A reference of Maine Eviction Laws, and steps of the Maine eviction process for landlords and renters, updated 2021.
- What are the reasons that landlords can evict tenants under Maine eviction laws?
- Non-payment of rent (14 M.R.S.§6002 (1)(C)).
- Non-compliance with the lease agreement (14 M.R.S.§6002).
- Tenant remains in possession of the dwelling unit after the occupancy period without the landlord’s permission (14 M.R.S.§6002).
- What notice do Maine eviction laws require that landlords provide tenants before starting the eviction process?
- Most evictions in Maine require the landlord to provide a 30-day notice to the tenant, including to end a month-to-month tenancy (14 M.R.S.§6002).
- A 7-day notice can be used in the following situations (14 M.R.S.§6002 (1)(A)-(F)):
- Failure to pay rent (14 M.R.S.§6002 (1)(C)). The notice must state the amount of rent that is seven days or more in arrears as of the date of the notice. The notice must also state: “If you pay the amount of rent due as of the date of this notice before this notice expires, then this notice as it applies to rent arrearage is void. After this notice expires, if you pay all rental arrears, all rent due as of the date of payment and any filing fees and service of process fees actually paid by the landlord before the writ of possession issues at the completion of the eviction process, then your tenancy will be reinstated.” (14 M.R.S.§6002 (2)(A)).
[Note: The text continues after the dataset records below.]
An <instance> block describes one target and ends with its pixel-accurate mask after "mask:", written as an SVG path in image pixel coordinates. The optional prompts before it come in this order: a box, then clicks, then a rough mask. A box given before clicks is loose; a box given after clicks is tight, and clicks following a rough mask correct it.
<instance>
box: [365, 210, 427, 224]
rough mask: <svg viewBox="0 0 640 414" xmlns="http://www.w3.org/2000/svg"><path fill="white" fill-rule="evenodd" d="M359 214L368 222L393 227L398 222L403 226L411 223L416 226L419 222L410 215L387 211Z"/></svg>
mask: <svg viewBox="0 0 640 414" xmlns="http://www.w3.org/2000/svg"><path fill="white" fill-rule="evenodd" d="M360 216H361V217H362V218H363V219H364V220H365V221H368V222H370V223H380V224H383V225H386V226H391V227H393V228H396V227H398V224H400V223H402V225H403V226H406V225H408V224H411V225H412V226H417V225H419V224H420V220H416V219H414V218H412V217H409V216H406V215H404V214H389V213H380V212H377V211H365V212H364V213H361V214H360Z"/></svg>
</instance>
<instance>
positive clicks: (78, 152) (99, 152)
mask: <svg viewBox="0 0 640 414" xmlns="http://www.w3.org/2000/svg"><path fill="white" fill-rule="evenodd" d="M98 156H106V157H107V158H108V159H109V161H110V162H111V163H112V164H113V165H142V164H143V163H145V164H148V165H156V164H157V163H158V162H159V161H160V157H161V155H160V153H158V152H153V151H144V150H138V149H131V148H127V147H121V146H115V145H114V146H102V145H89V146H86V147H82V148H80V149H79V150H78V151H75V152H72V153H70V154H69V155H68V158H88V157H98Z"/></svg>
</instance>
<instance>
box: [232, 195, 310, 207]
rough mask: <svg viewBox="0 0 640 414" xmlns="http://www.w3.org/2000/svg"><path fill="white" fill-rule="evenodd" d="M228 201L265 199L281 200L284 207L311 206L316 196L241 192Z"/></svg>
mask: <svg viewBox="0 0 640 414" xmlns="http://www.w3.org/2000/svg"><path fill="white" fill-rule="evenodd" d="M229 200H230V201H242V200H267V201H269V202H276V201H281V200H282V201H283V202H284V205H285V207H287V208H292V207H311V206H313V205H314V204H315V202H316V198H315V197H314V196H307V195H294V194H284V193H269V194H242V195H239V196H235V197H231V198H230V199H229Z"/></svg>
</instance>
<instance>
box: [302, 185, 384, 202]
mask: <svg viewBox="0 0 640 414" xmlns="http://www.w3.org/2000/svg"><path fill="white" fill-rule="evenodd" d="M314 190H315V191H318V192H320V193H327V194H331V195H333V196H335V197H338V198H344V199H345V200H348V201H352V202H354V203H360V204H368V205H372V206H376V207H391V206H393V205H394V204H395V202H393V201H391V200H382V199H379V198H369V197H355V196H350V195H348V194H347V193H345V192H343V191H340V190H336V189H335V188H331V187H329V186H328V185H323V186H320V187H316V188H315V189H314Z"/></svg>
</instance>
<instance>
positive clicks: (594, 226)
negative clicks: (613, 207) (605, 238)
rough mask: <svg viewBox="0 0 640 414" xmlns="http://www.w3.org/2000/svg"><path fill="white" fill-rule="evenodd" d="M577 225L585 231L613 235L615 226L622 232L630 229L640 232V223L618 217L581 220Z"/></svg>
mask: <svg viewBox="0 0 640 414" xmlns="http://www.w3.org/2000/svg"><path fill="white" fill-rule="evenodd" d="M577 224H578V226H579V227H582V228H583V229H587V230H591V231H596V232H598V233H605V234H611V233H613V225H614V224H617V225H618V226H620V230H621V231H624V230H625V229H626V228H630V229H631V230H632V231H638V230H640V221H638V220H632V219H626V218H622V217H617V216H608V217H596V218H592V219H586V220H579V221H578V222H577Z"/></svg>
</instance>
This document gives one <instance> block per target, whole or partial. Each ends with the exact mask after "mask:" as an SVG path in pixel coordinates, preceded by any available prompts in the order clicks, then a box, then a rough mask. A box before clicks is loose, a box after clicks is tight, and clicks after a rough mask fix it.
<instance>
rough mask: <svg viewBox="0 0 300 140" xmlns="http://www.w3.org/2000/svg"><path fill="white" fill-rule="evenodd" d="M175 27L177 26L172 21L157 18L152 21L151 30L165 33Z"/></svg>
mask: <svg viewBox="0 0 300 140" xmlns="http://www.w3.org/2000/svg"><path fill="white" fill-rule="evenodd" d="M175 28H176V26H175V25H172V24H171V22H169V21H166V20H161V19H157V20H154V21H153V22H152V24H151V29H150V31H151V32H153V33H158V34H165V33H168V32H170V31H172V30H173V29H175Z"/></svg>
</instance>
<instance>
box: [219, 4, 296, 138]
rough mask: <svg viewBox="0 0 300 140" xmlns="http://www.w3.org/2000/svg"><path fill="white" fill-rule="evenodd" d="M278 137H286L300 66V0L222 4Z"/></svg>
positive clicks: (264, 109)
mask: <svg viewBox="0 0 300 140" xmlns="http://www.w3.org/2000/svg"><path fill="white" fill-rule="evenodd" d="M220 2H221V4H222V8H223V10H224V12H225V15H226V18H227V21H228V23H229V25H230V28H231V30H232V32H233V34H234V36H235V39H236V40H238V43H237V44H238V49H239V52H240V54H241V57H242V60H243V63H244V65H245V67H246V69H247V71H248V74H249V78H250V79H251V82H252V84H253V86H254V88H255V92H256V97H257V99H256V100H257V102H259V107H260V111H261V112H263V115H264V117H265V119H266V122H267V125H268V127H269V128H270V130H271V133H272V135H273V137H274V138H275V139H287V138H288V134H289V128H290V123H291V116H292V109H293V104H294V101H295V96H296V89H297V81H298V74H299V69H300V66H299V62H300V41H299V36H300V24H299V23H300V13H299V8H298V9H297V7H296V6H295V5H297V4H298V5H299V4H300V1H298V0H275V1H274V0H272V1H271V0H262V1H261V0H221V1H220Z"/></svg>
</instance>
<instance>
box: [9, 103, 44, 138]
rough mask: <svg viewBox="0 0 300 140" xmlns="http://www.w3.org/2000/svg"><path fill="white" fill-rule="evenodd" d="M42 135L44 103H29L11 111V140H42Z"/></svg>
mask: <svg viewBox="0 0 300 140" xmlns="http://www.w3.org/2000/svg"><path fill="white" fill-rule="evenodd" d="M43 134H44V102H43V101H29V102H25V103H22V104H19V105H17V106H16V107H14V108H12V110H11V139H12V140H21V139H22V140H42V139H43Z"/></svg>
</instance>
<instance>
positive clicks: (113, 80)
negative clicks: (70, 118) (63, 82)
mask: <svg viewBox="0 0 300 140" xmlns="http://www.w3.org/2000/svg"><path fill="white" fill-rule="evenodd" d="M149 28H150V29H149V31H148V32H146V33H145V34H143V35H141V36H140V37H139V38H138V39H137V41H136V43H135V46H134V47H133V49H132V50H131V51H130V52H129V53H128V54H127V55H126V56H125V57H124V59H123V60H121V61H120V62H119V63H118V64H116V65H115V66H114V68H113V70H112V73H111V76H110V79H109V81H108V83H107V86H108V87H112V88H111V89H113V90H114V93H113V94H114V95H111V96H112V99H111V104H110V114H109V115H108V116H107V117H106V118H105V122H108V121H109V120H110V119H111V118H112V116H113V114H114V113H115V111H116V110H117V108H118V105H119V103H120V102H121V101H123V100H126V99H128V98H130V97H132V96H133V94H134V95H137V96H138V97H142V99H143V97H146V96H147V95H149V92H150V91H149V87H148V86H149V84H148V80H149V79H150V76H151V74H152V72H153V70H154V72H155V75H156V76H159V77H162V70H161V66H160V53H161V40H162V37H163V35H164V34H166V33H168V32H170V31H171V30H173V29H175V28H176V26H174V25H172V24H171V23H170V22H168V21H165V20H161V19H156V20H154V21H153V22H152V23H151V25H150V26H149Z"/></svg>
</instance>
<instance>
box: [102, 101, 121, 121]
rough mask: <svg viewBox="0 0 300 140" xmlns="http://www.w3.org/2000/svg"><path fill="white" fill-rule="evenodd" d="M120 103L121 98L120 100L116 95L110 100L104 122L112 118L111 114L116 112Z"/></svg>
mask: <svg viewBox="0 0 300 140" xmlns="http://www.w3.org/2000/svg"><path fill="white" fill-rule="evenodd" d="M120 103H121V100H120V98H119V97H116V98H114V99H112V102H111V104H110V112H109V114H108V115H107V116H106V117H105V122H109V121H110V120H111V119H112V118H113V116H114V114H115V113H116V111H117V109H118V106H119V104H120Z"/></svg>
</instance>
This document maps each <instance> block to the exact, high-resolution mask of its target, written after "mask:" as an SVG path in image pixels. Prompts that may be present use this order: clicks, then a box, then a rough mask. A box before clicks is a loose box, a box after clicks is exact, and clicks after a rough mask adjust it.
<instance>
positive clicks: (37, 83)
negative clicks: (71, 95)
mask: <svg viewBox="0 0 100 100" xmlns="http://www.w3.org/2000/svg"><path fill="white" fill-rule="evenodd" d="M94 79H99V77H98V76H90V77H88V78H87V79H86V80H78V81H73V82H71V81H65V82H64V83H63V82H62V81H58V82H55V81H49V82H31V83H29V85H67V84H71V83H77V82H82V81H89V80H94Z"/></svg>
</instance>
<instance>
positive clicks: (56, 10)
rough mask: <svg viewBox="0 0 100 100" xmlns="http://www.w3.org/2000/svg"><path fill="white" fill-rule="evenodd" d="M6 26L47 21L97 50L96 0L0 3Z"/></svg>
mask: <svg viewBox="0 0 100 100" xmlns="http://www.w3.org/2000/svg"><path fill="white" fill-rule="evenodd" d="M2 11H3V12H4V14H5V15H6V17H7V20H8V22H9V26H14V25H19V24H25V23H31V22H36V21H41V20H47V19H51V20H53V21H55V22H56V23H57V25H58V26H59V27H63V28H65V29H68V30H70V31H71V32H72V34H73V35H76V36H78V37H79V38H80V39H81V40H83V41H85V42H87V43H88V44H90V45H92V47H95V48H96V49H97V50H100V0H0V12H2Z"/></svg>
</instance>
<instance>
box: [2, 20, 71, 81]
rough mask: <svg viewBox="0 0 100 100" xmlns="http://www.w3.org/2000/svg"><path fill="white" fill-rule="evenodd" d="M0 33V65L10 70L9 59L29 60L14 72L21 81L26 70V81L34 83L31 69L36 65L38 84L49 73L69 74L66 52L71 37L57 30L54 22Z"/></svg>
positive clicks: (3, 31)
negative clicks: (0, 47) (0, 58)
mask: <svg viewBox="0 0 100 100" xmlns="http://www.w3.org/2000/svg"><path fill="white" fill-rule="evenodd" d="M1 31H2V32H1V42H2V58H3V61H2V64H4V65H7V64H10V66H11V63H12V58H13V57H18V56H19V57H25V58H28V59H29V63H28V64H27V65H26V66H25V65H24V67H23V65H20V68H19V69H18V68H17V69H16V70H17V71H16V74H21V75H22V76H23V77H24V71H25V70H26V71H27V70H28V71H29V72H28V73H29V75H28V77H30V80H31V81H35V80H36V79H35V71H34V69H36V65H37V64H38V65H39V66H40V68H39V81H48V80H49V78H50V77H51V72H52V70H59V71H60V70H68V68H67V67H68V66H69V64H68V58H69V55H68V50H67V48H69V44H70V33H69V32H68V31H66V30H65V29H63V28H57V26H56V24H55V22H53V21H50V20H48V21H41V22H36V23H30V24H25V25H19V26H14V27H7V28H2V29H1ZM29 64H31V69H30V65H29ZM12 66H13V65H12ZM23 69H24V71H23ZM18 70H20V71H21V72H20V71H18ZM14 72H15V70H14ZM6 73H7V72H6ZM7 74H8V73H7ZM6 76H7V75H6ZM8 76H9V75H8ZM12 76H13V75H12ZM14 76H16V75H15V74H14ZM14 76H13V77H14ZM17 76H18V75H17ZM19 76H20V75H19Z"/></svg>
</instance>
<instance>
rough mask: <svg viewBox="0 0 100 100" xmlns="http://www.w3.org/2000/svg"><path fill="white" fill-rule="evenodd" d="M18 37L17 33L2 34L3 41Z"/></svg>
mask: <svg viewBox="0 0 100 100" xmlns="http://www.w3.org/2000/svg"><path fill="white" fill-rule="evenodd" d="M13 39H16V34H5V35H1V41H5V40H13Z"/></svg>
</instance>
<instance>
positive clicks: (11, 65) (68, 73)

- The tenant, his or her family, or his or her invitee has caused substantial damage to the rental property and has not repaired the damage
- The tenant, his or her family, or his or her invitee has caused a nuisance on the property or caused the rental property to become uninhabitable
- The tenant, his or her family, or his or her invitee has violated a law regarding the tenancy
- The tenant has perpetrated domestic violence, sexual assault, or stalking and the victim is also a tenant
- The tenant, the tenant’s invitee, or the tenant’s guest is a perpetrator of violence, threat of violence, or sexual assault against another tenant, tenant’s guest, landlord, or landlord’s employee or agent
- The person occupying the rental property is not an authorized occupant
- Do Maine eviction laws allow landlords to use “self-help eviction” methods, such as locking a tenant out of the rental unit or shutting off the utilities?
- No. Maine law prohibits landlords from denying access to a tenant to the rental unit or their property or interrupting or terminating their utility service. The court can award actual damages or $250, whichever is greater. (14 M.R.S.§6014).
Maine Eviction Process: Step-by-Step
The eviction process in Maine involves these six steps:
- Serve the Eviction Notice. The landlord must provide the tenant with the appropriate eviction notice. The notice must state the specific ground for the eviction. (14 M.R.S.§6002 (2)). The landlord must try to personally serve the tenant with the notice in the tenant’s hand. If the landlord or the landlord’s agent has attempted personal service at least three times in good faith, then the landlord can mail the notice by first class mail to the tenant’s last known address and by leaving the notice at the tenant’s last known place of abode. (14 M.R.S.§6002 (1)).
- File Legal Paperwork. If the tenant does not leave the property by the deadline included in the eviction notice, the landlord can seek judicial relief. The official eviction process in Maine begins with the filing of a Complaint for Forcible Entry and Detainer, which sets out the reason(s) for eviction. The landlord must also obtain a Forcible Entry and Detainer Summons from the clerk’s office. The landlord will need to ask the Clerk of the District Court for the next Forcible Entry and Detainer status conferences and select one. This date will be included on the summons. The legal papers are filed in the district court of the county where the property is located.
- Serve the Tenant. The landlord must try to personally serve the tenant with the legal papers. If the landlord makes three good faith efforts on three different days, the landlord can mail the papers to the tenant and post a notice at their last known place of abode. (14 M.R.S.§6004). These papers must be served on the tenant at least seven days before the hearing date. If the landlord serves the tenant by mailing and posting the papers, the landlord must file an affidavit with the court stating this.
- Gather Evidence. The parties should gather relevant evidence for the case that proves their claims or disproves the claims of the other party. The parties can present this evidence at the hearing. Such evidence may include:
- A copy of the lease
- Payment records
- Photos of the property
- Evidence that the tenant breached the lease
5. Obtain an Eviction Order. If the landlord proves that they are entitled to the eviction, the court will issue a judgment for eviction. The order gives a deadline for the tenant to vacate the property. If that time comes and goes and the tenant remains on the property, the county sheriff can physically remove the tenant.